DEBT-041: Concurrent meal plan editing not handled. Two users in the same household could simultaneously edit the same meal plan. The last save won, silently discarding the other user's changes.
DEBT-042 and DEBT-043: Additional shallow understanding issues. Recipe ingredient parsing assumed US measurement units with no support for metric, and the grocery delivery API integration did not handle rate limiting or implement exponential backoff.
Dependency Bloat (4 items)
DEBT-044: Unused dependencies. Five Python packages in requirements.txt were not imported anywhere in the codebase. They had been suggested by the AI during development but their usage was later removed while the dependency declarations remained.
DEBT-045: Redundant dependencies. Both arrow and pendulum were installed for date handling, alongside the standard library datetime. Different modules used different libraries for the same operations.
DEBT-046: Outdated dependencies. Three packages were more than two major versions behind their current releases, including one with a known moderate-severity CVE.
DEBT-047: Unnecessary heavy dependencies. The pandas library was imported in one file to calculate the average of a list of numbers. The standard library statistics.mean() function would have sufficed.
Impact Assessment
Damien calculated the following impact metrics:
| Metric | Value | Benchmark |
|---|---|---|
| Average cyclomatic complexity | 13.8 | Target: < 10 |
| Code duplication | 11.2% | Target: < 5% |
| Pattern consistency score | 54% | Target: > 85% |
| Test coverage | 41% | Target: > 80% |
| Technical Debt Ratio | 18% | Concern threshold: 10% |
| Estimated remediation time | 34 developer-days | -- |
Prioritized Remediation Plan
Damien delivered a prioritized list based on the effort-impact matrix:
Immediate (Quick Wins, Week 1-2): - DEBT-046: Update outdated dependency with known CVE (security) - DEBT-044: Remove unused dependencies (5 minutes) - DEBT-047: Replace pandas with statistics.mean() (30 minutes) - DEBT-012: Consolidate email validation into shared utility (4 hours)

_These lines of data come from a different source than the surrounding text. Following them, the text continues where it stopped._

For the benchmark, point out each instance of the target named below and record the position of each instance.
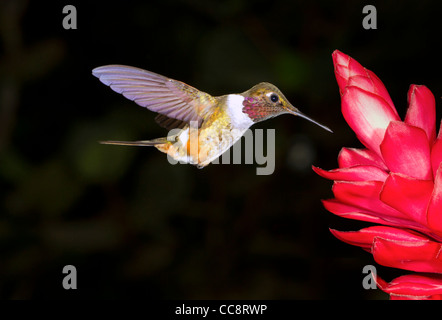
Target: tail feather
(138, 143)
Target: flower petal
(434, 212)
(351, 212)
(413, 287)
(368, 115)
(364, 195)
(415, 255)
(436, 155)
(408, 195)
(365, 238)
(356, 173)
(421, 111)
(349, 157)
(406, 150)
(349, 72)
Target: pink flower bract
(396, 181)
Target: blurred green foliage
(132, 224)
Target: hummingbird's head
(265, 101)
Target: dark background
(135, 226)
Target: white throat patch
(239, 119)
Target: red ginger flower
(396, 181)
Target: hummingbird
(205, 126)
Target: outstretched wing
(170, 98)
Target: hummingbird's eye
(274, 97)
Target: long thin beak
(300, 114)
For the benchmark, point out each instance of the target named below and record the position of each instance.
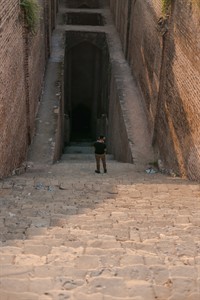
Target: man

Short-term (Weeks 3-6): - DEBT-001: Standardize on one database access pattern - DEBT-002: Standardize error handling with custom exceptions and middleware - DEBT-014: Create shared auth token extraction utility - DEBT-015: Create shared pagination utility - DEBT-034: Implement a validation framework
Medium-term (Weeks 7-12): - DEBT-032: Create base repository class and migrate existing repositories - DEBT-033: Create shared API client for external integrations - DEBT-039: Fix meal plan generation to enforce dietary restrictions as hard constraints - DEBT-021: Simplify configuration system
Long-term (Ongoing): - Address remaining style drift items incrementally using the Boy Scout Rule - Replace hallucinated patterns with standard library alternatives as modules are modified - Improve test coverage to 80% target
Lessons Learned
Damien's final report included three key lessons for the MealPlanr team:
-
Context is king. Most of the style drift could have been prevented by consistently providing the AI with a conventions document. The team had created one after the second month but did not enforce its use.
-
Review across modules, not just within them. Their code review process checked that each file was correct and well-written. It did not check that files were consistent with each other. Cross-module consistency reviews should happen monthly.
-
The speed trap. The team shipped features quickly for the first two months, then spent the next two months increasingly slowed by the accumulated debt. A small investment in consistency from the start would have maintained their velocity throughout.
Applying This to Your Projects
This case study illustrates that debt audits do not have to be elaborate or expensive. Damien's five-step methodology — automated scanning, dependency analysis, pattern analysis, developer interviews, and historical analysis — can be adapted by any team. The important thing is doing it regularly, before symptoms become severe. A lightweight audit every quarter is far more effective than a comprehensive audit performed only when the codebase is already in crisis.